Human Rights Watch, in response to the trial, declared that the charges against these three journalists should be dropped.

Reporters Without Borders described the heavy sentences imposed on Saeideh Shafiei and Nasim Sultan Beigi as the government's retaliation against journalists and condemned the Islamic Republic for this action.

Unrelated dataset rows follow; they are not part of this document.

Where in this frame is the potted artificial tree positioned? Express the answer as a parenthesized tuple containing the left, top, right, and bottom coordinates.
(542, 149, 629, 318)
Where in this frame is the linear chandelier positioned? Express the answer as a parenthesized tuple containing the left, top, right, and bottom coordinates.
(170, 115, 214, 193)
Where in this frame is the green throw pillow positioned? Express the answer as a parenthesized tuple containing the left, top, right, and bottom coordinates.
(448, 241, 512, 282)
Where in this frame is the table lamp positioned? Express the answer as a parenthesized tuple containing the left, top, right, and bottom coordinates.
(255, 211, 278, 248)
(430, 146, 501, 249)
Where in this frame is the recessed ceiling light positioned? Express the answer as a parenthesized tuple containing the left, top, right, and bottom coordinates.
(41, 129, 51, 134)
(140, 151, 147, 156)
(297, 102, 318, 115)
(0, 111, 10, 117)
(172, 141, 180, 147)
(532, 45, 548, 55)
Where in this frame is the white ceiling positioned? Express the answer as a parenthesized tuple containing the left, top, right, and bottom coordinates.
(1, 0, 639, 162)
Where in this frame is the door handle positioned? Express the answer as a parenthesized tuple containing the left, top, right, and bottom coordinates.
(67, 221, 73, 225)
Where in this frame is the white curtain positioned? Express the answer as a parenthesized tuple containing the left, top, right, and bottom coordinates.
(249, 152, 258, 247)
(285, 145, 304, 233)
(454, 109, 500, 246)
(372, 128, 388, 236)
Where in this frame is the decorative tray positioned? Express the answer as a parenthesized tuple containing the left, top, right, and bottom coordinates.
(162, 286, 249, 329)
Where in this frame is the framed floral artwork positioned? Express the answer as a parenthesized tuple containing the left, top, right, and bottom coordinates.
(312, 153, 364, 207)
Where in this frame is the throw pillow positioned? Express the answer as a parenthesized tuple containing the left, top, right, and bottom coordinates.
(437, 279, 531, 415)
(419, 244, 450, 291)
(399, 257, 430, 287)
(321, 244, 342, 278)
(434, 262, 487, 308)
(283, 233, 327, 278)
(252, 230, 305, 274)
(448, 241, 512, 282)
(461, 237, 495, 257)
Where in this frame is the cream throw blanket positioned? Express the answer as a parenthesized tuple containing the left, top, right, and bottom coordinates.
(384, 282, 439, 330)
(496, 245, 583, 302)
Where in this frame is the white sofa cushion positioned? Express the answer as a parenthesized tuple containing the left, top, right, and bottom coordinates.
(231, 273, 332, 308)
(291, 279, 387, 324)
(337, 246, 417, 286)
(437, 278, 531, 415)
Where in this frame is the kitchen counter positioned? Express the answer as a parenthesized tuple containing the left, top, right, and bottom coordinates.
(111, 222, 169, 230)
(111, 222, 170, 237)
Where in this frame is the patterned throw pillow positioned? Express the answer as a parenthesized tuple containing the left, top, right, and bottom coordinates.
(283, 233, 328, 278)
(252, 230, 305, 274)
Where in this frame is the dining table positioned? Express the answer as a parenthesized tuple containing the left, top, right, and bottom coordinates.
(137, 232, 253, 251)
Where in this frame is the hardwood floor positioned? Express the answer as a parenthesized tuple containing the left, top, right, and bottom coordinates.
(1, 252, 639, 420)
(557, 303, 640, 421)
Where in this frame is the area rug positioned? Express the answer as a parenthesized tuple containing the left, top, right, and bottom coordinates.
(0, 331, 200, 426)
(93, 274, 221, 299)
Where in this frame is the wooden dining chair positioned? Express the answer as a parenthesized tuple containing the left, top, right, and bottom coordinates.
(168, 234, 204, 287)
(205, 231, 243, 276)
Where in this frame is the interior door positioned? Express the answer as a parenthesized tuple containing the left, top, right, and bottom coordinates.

In this regard, also, the International Federation of Journalists (IFJ) General Secretary Anthony Bellanger said: "We are extremely concerned about the fate of our colleagues in jail and the authorities' relentless attempts to tighten their grip on media and journalists. We demand all journalists’ immediate release and urge the Iranian leaders to establish real conditions for democracy in the country."

== Achievements ==
Saeideh Shafiei was introduced as a selected author in the articles section of the fourth Festival of Press and News Agencies.